But Would Jesus Wear the T-Shirt?
A high school can ban a t-shirt that displays a purportedly religious message against homosexuality in response to a day intended to “teach tolerance of others, particularly those of a different sexual orientation.”
The t-shirt read “BE ASHAMED, OUR SCHOOL EMBRACED WHAT GOD HAS CONDEMNED” on the front and “HOMOSEXUALITY IS SHAMEFUL” on the back. The high school student refused to take off the shirt and spent the day in an administrative office but was not suspended or otherwise punished.
He subsequently filed for a preliminary injunction to prohibit the school from banning the t-shirt, arguing violations of his right to free speech, his right to free exercise of religion, the Establishment Clause, the Equal Protection clause and the Due Process Clause.
The Ninth Circuit Court of Appeals affirmed the district court’s decision that the t-shirt ban was proper. The court agreed that the shirt “embodies the very sort of political speech that would be afforded First Amendment protection outside of the public school setting,” but the student’s rights must be determined in light of the school’s “need to maintain a safe, secure and effective learning environment.” Under that rule, the court said a school may regulate student speech that would impinge upon the rights of other students.
The court found that in a prior year there had been altercations between students during the “Day of Silence” as a result of anti-homosexual comments made by students. There were no incidents in 2004 when the plaintiff wore his t-shirt.
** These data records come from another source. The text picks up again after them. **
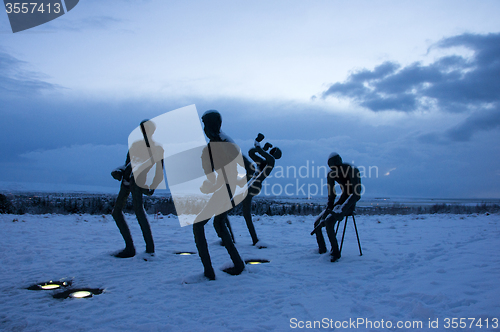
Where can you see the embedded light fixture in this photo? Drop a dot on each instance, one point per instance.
(78, 293)
(256, 261)
(49, 285)
(81, 294)
(185, 253)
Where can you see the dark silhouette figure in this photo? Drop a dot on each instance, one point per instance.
(145, 154)
(218, 184)
(348, 177)
(264, 164)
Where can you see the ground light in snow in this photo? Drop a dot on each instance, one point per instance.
(78, 293)
(49, 285)
(256, 261)
(185, 253)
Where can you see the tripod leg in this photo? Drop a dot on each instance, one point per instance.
(356, 229)
(343, 233)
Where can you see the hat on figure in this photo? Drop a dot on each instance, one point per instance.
(334, 159)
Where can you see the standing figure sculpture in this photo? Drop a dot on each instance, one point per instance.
(348, 177)
(263, 166)
(218, 179)
(135, 182)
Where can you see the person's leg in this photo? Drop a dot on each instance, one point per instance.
(247, 214)
(220, 227)
(202, 246)
(332, 236)
(119, 218)
(320, 239)
(142, 218)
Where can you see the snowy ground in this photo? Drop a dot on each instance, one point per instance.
(413, 268)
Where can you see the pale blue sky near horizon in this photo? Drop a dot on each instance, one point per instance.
(411, 88)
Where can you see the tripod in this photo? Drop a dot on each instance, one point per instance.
(343, 233)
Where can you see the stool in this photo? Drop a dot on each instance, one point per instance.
(355, 228)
Nonetheless, the court concluded that the wearing of the t-shirt collides with the rights of other students in a fundamental way.
“Public school students who may be injured by verbal assaults on the basis of a core identifying characteristic such as race, religion, or sexual orientation, have a right to be free from such attacks while on school campuses,” the court wrote. “Being secure involves not only freedom from physical assaults but from psychological attacks that cause young people to question their self-worth and their rightful place in society.”
The court found that political speech would be permitted and that it was limiting “our holding to instances of derogatory and injurious remarks directed at students’ minority status such as race, religion, and sexual orientation.”
In a dissenting opinion, the judge found that the student did not thrust his view of homosexuality into the school environment as part of a campaign to demean or embarrass other students. “Rather, he was responding to public statements made by others with whom he disagreed. Whatever one might think are the psychological effects of unprovoked demeaning statements by one student against another, the effects may be quite different when they are part of a political give-and-take. By participating in the Day of Silence activities, homosexual students perforce acknowledge that their status is not universally admired or accepted; the whole point of the Day of Silence, as I understand it, is to dispute views like those characterized by Harper’s t-shirt.”
Harper v. Poway Unified School District, Ninth Cir. No. 04-57037, April 20, 2006.